The shaggy-haired boy knew that. Hell, he'd had two and a half years to find it out. So he didn't even listen to Shino's half-hearted protests, only releasing the other when they had to look where the fuck they were actually going. He liked being stared at by the passersby. Shino was most certainly something to be proud of.

They reached the crossroads to Whore Street and turned onto it. The street was amazingly lively for the afternoon, the groups of homeless whores awake and moving around. Many stood around gossiping, or gathered at the ramen place to discuss momentous, life-important things such as the new kiwi-flavored condoms from this-and-this company. Most of them were dressed in their casual clothes, jeans, T-shirts and sweatpants predominant.

A few prostitutes were standing around the Konoha, the lurid pink sign – even in the sunlight – casting a halo of pink light on their baggy clothes.
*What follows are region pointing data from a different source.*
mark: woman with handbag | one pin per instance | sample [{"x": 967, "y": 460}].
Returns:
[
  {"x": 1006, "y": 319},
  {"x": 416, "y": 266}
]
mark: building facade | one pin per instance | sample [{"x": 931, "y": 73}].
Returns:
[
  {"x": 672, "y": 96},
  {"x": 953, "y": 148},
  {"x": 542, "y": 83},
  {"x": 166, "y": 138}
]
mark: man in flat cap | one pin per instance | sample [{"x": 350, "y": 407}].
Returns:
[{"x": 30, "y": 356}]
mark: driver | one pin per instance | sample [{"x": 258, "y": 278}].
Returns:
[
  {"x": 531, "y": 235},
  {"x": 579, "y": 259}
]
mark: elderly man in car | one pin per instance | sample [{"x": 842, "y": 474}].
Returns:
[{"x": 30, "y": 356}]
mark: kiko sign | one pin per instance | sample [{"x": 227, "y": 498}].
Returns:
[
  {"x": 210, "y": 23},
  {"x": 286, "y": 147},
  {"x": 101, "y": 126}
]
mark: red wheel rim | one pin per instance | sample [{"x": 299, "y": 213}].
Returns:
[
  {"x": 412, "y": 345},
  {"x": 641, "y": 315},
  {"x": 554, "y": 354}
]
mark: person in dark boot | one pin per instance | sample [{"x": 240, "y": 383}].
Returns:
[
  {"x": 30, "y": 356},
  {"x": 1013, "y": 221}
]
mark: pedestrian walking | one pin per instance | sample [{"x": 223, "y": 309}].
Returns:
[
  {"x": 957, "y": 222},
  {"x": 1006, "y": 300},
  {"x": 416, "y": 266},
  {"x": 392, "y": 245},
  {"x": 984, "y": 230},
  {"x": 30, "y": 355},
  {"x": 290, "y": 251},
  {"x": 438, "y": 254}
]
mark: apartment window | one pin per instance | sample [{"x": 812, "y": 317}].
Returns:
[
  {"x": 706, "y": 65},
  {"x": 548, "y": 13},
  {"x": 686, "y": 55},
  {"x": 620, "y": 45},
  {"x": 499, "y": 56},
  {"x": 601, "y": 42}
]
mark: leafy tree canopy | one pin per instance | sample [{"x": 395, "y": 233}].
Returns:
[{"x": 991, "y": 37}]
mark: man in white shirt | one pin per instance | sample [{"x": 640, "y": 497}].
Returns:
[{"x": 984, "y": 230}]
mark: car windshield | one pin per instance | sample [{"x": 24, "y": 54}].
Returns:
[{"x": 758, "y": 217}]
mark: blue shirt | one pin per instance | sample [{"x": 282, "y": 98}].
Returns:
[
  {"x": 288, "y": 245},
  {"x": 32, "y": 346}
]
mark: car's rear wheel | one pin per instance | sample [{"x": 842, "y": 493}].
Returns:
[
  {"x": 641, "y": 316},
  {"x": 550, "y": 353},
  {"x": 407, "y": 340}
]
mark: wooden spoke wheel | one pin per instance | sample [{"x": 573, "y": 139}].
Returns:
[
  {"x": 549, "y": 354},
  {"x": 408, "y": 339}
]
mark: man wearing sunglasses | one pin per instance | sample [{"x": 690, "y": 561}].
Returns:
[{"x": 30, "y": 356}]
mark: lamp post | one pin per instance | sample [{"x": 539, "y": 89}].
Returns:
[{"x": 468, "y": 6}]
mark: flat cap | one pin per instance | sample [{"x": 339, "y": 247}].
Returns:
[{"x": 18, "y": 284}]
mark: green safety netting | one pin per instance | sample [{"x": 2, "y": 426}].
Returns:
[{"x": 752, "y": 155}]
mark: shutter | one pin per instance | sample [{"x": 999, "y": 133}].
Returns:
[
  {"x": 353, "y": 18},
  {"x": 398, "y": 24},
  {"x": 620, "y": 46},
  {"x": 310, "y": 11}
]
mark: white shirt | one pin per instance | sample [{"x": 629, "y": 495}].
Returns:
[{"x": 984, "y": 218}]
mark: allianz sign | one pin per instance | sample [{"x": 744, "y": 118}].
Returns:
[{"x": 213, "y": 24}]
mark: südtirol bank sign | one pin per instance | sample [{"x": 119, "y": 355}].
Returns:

When Kiba and Shino came to the awning, they greeted them with nods before going back to their conversation with Ino and Tenten, who were both wearing short spaghetti-strap dresses and being very... excited. As in very hyper.

Kakashi was sitting on his shop steps, perverted book in hand and a small frown on his face. Shikamaru was lying down in his usual I-am-dead-so-do-not-talk-to-me position. Beside him, Naruto was flipping through a magazine – probably one of Ino's, if the cover was any indication. Sasuke was nowhere to be seen.

"Hey, where's Sasuke?" Kiba asked.

Naruto looked up, noticing the newcomers for the first time. "Oh, hey! Uh, the teme said he wanted to catch a virtvid. Said some shit about too much sun."

Shino shook his head, sitting down at the shopfront. Too much sun? Was that kid a vampire? He felt Kiba lower himself to the ground next to him, and sighed in mock exasperation as the shaggy head burrowed into the crook of his shoulder, placing little kisses down his neck and collarbone. "Kiba -- " he hissed.

Though Shikamaru continued looking bored, and Ino and Tenten were too involved in their conversation – Shino was pretty sure that they were actually talking about a type of condom -- , Naruto glanced over at them, smirking. Shino rolled his eyes behind his goggles. As if Naruto was any better! Hell, at least Shino had a boyfriend that treated him like a person --

Shino froze. Had he just called Kiba his... boyfriend?


Don't worry, this is all for fun. K/S will not be going thru any crisis.